Um livro que trata de conexões
impensadas entre as ideias de
ambos, porém, dá agora uma
dimensão a mais para o trabalho dos dois pensadores, já reconhecidos como gênios.
"Um Louco Sonha a Máquina
Universal", romance histórico
de Janna Levin, constrói um
edifício imaginário sobre as
elucubrações dos dois matemáticos, que viveram na primeira
metade do século 20 mas nunca se encontraram (leia texto à
dir.). Cosmóloga da Universidade Columbia, de Nova York,
Levin talvez tenha encontrado
uma forma de traduzir em literatura o âmago das ideias matemáticas de ambos.
Mesmo quem é leigo suspeita
que isso não seja tarefa fácil,
mesmo para alguém acostumado a lidar com equações sobre
buracos negros e sistemas caóticos. Com sua maneira de interligar os trabalhos de Turing
e Gödel, porém, Levin conduz o
leitor a uma visão de como duas
descobertas no plano da matemática podem ter implicações
importantes para a compreensão da mente humana.
Turing, que é tido por muitos
pesquisadores como o primeiro
cientista a conceber a idéia formal de um computador, também foi o primeiro a imaginar
como uma modalidade de inteligência artificial poderia tomar forma.
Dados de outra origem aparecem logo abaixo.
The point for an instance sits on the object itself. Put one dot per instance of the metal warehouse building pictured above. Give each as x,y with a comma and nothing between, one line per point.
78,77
Fundamentado em
princípios filosóficos materialistas, postulou que nada em
princípio impediria a criação
de um cérebro tão hábil e criativo quanto o humano, mas com
circuitos mecânicos ou eletrônicos no lugar de neurônios.
Hoje, robôs ainda estão a a
anos-luz de reproduzir a complexidade da mente humana,
mas isso não significa que Turing estivesse errado por princípio, argumenta Levin, ao
transformar em literatura os
pensamentos que ela imagina
terem sido os do matemático
quando concebeu suas ideias.
Se a mente for redutível a
uma máquina, por fim, aquilo
que acreditamos fazer por livre
arbítrio não passaria mesmo de
impulsos programados.
Gödel se contrapõe a Turing,
segundo Levin, por ter oferecido uma prova rigorosa de que a
lógica -um sistema formal de
pensamento- é incapaz de
prever a matemática -esta,
fruto da criatividade humana
para interligar informações.
Levin confabula como a mentalidade obsessiva paranoica de
Gödel pode ter contribuído para a formulação de seus teoremas, mas deixa em aberto a
conclusão sobre o conflito de
ideias a que eles levaram.
UM LOUCO SONHA A MÁQUINA
UNIVERSAL
Autor: Janna Levin
Tradução: Ivo Korytowski
Editora: Companhia das Letras
Quanto: R$ 44 (224 págs.)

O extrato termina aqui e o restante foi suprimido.